Construction and repaving on the curve of Noyac Road in front of the Whalebone General Store and Cromer’s Market in Noyac was completed at the end of July, and business owners and customers have mixed opinions about its effectiveness.
The goal of the project was to make driving safer on that portion of the road by slowing traffic down and by separating the parking area for Cromer’s and the Whalebone from the road. About 300 feet of new roadway was added to lessen the severity of the curve, and a concrete median was installed in front of the two stores to set off the parking area so that cars will no longer be backing into oncoming traffic when pulling out.

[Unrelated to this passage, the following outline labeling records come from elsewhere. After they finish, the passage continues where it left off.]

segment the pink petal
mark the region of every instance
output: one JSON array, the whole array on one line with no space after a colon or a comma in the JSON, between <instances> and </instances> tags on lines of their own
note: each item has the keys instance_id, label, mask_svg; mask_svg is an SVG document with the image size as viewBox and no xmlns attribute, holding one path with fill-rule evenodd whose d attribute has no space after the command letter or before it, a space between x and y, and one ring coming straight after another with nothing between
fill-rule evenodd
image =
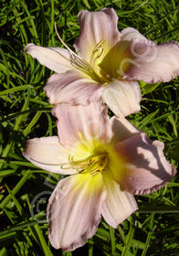
<instances>
[{"instance_id":1,"label":"pink petal","mask_svg":"<svg viewBox=\"0 0 179 256\"><path fill-rule=\"evenodd\" d=\"M103 176L107 197L102 205L101 214L106 222L116 227L131 216L138 207L134 197L121 191L120 185L112 180L108 175Z\"/></svg>"},{"instance_id":2,"label":"pink petal","mask_svg":"<svg viewBox=\"0 0 179 256\"><path fill-rule=\"evenodd\" d=\"M131 41L133 38L146 39L137 29L127 27L121 31L121 40Z\"/></svg>"},{"instance_id":3,"label":"pink petal","mask_svg":"<svg viewBox=\"0 0 179 256\"><path fill-rule=\"evenodd\" d=\"M58 142L58 136L35 138L28 140L23 155L35 165L64 175L77 173L73 168L63 169L63 164L68 163L68 152Z\"/></svg>"},{"instance_id":4,"label":"pink petal","mask_svg":"<svg viewBox=\"0 0 179 256\"><path fill-rule=\"evenodd\" d=\"M131 61L124 70L124 80L138 80L149 83L169 81L179 75L179 43L133 39Z\"/></svg>"},{"instance_id":5,"label":"pink petal","mask_svg":"<svg viewBox=\"0 0 179 256\"><path fill-rule=\"evenodd\" d=\"M30 54L42 65L58 73L74 69L70 63L70 54L65 48L43 48L34 44L28 44L25 48L25 53Z\"/></svg>"},{"instance_id":6,"label":"pink petal","mask_svg":"<svg viewBox=\"0 0 179 256\"><path fill-rule=\"evenodd\" d=\"M98 12L83 10L79 14L80 34L74 47L83 59L90 62L91 53L101 40L110 49L119 39L118 16L113 8L103 8Z\"/></svg>"},{"instance_id":7,"label":"pink petal","mask_svg":"<svg viewBox=\"0 0 179 256\"><path fill-rule=\"evenodd\" d=\"M102 139L109 134L109 116L107 107L100 101L87 106L56 105L52 113L58 118L59 142L68 147L81 141Z\"/></svg>"},{"instance_id":8,"label":"pink petal","mask_svg":"<svg viewBox=\"0 0 179 256\"><path fill-rule=\"evenodd\" d=\"M75 71L52 75L44 88L51 104L86 105L100 98L102 86L80 78Z\"/></svg>"},{"instance_id":9,"label":"pink petal","mask_svg":"<svg viewBox=\"0 0 179 256\"><path fill-rule=\"evenodd\" d=\"M56 249L73 251L92 237L105 197L101 175L74 175L61 180L47 206L49 240Z\"/></svg>"},{"instance_id":10,"label":"pink petal","mask_svg":"<svg viewBox=\"0 0 179 256\"><path fill-rule=\"evenodd\" d=\"M104 102L117 116L127 116L141 110L141 91L136 81L114 80L104 87Z\"/></svg>"},{"instance_id":11,"label":"pink petal","mask_svg":"<svg viewBox=\"0 0 179 256\"><path fill-rule=\"evenodd\" d=\"M130 163L122 187L129 192L136 195L153 193L176 174L175 168L163 155L162 142L152 143L145 133L140 133L122 144Z\"/></svg>"}]
</instances>

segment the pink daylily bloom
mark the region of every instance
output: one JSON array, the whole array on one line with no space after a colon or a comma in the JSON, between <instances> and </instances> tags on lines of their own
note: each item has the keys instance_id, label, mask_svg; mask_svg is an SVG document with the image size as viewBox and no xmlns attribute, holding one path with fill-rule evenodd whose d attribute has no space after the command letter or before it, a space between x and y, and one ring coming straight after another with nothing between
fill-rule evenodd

Additionally, a new turning lane was added on the westbound side of Noyac Road exclusively for cars pulling into Cromer’s. Stop lines and other markings were also painted on the newly paved road to direct the traffic flow.
Tony Lawless, owner of Cromer’s Market, said the median has made parking much safer for customers, but he added that he has not noticed traffic slowing down. “I think people will get used to it. It’ll just take a little time,” he said. “[Southampton Town will] probably have to tweak it over time. They still have a few little things to do.”
Next door at the Whalebone, owner Linda Heine agreed with Mr. Lawless. While the parking situation is definitely safer, she said, customers still come into her store and comment on how fast cars go around the curve.
“I think it remains to be seen whether it’s better or not,” Ms. Heine said. “We’re trying to have a positive attitude and hope for the best.”
Construction of the curb began in May. Ms. Heine said last month she had never been a supporter of the project, especially after business slowed down while it was under way. Mr. Lawless also said the timing was not right, as it was at the height of the summer season.
On Tuesday, many customers going in and out of Cromer’s said they were pleased with the results of the construction, however.
“I’m satisfied,” said Peggy Richards of Sag Harbor. “It’s much better than what it was.”
“It was necessary. There was so much going on before,” said Wojciech Sobolewski of Aquebogue. “Change is good.”
Steve Karmiol of Sag Harbor agreed that the project has improved that area of the road, but said he found all the road markings to be excessive. “It’s better,” he said. “But it’s not perfect.”